Master of Science with a Concentration in Epidemiology of Infectious Diseases
This area of specialization aims to provide quantitatively-focused research training in the Epidemiology of Infectious Diseases, focusing on the analysis of communicable disease data, as well as modeling and simulation. The Quantitative area of specialization is designed for individuals with sufficient undergraduate-level mathematical and statistical training to skip introductory biostatistics classes. These students are not expected to have any clinical background or substantial prior experience with infectious diseases.
This area of specialization aims to provide research training for clinicians and clinical trainees interested in furthering their research expertise. This area of specialization targets clinicians and clinical trainees who aim to conduct population-level research on communicable diseases and clinical researchers in mentored training positions at foreign sites (e.g. Fogarty fellows) who are seeking formal research training
The length of study for the MS in EID is one year (full-time) or two years (part-time). Ten credits will be required for graduation.
Admission decisions for the MS in EID degree will be made by the Yale Graduate School of Arts and Sciences (GSAS) in collaboration with the Public Health Graduate Studies Executive Committee and faculty in the department of Epidemiology of Microbial Diseases.

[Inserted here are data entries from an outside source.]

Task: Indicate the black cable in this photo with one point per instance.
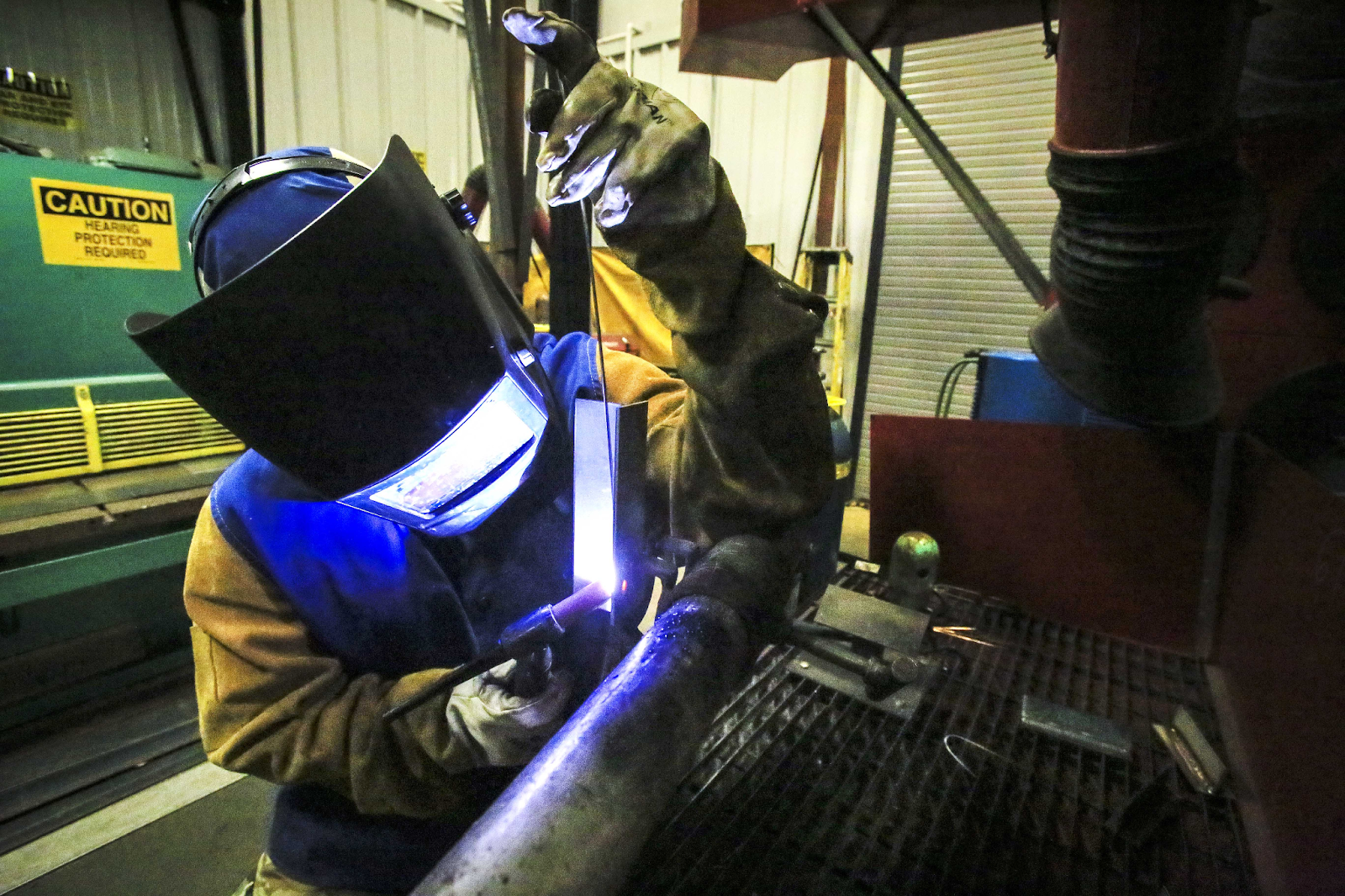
(952, 387)
(943, 403)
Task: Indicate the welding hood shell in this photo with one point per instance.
(361, 343)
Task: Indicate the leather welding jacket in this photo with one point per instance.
(311, 619)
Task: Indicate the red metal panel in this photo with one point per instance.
(763, 38)
(1095, 528)
(1281, 656)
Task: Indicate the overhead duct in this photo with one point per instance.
(1143, 163)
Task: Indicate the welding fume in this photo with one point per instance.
(408, 494)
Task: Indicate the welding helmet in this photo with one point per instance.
(361, 340)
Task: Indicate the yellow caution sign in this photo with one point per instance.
(98, 226)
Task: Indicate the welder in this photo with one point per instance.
(407, 493)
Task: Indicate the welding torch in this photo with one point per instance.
(541, 627)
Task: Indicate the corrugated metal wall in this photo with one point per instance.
(350, 73)
(764, 134)
(945, 287)
(125, 71)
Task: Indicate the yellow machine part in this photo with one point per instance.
(94, 437)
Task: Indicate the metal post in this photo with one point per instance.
(488, 89)
(939, 154)
(878, 239)
(575, 820)
(188, 65)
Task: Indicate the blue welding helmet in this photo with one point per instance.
(372, 351)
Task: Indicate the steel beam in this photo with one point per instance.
(488, 91)
(962, 183)
(35, 582)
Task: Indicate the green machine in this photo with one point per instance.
(81, 248)
(104, 463)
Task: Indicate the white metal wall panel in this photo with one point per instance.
(766, 136)
(945, 288)
(125, 71)
(351, 73)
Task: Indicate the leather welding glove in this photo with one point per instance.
(502, 728)
(751, 575)
(662, 202)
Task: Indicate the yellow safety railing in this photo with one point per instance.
(93, 437)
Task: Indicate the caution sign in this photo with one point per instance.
(91, 225)
(37, 100)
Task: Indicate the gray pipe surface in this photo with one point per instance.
(576, 817)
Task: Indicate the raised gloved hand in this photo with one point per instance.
(751, 575)
(502, 728)
(662, 202)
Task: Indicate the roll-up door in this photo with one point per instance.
(945, 288)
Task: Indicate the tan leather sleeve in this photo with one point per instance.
(743, 444)
(273, 707)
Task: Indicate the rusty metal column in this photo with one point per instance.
(573, 822)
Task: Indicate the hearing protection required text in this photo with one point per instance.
(92, 225)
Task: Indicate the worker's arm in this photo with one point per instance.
(746, 448)
(275, 707)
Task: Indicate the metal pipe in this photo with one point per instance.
(576, 817)
(962, 183)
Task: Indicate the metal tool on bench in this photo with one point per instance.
(868, 649)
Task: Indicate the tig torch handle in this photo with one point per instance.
(540, 627)
(468, 670)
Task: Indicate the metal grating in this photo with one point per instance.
(804, 790)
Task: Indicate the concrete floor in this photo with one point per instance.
(203, 848)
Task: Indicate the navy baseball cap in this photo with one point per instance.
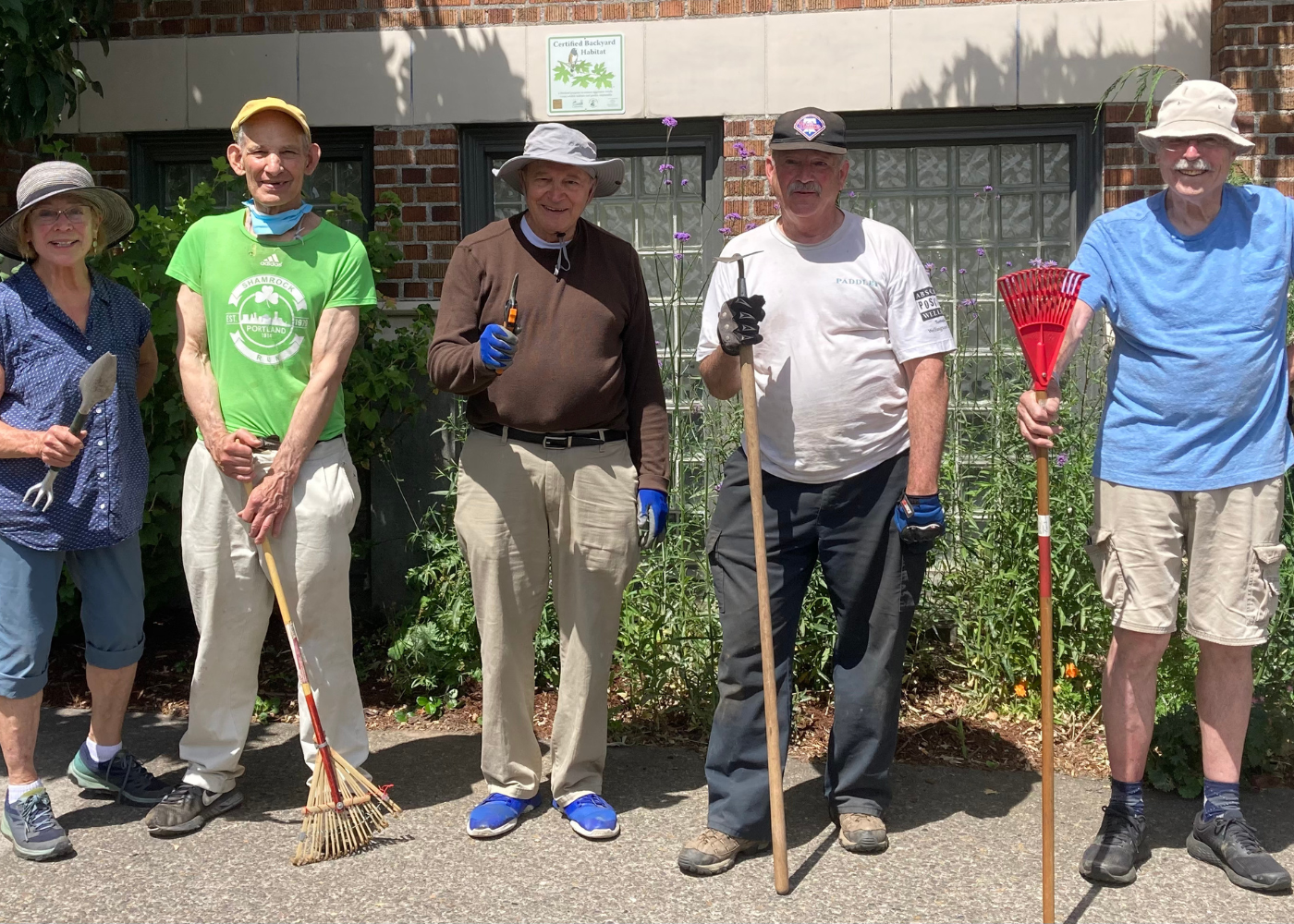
(809, 128)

- All applicants must submit the results of the Graduate Record Examinations (GRE) General Test or Medical College Admission Test (MCAT).
- Students whose native language is not English must take the TOEFL examination.
Prerequisites - Quantitative area of specialization:
Applicants will have at least an undergraduate degree and sufficient background in mathematics/statistics to skip introductory Biostatistics courses. Students with a master’s degree or other related degrees may be allowed to enroll in additional elective courses in lieu of required courses, if they can demonstrate proficiency in required courses. Students should have prior course work in calculus and a strong introductory biostatistics course that covers statistical inference and probability distributions. This will be necessary for students to be comfortable taking 2nd-level biostatistics courses (Advanced Regression and Advanced Survival Analysis) as well as the infectious disease modeling courses. Experience with a flexible programming language (e.g. R and/or MATLAB) is also recommended.
Prerequisites - Clinical area of specialization:
Applications will typically have a graduate degree from a clinical program or currently be enrolled in a clinical degree granting program.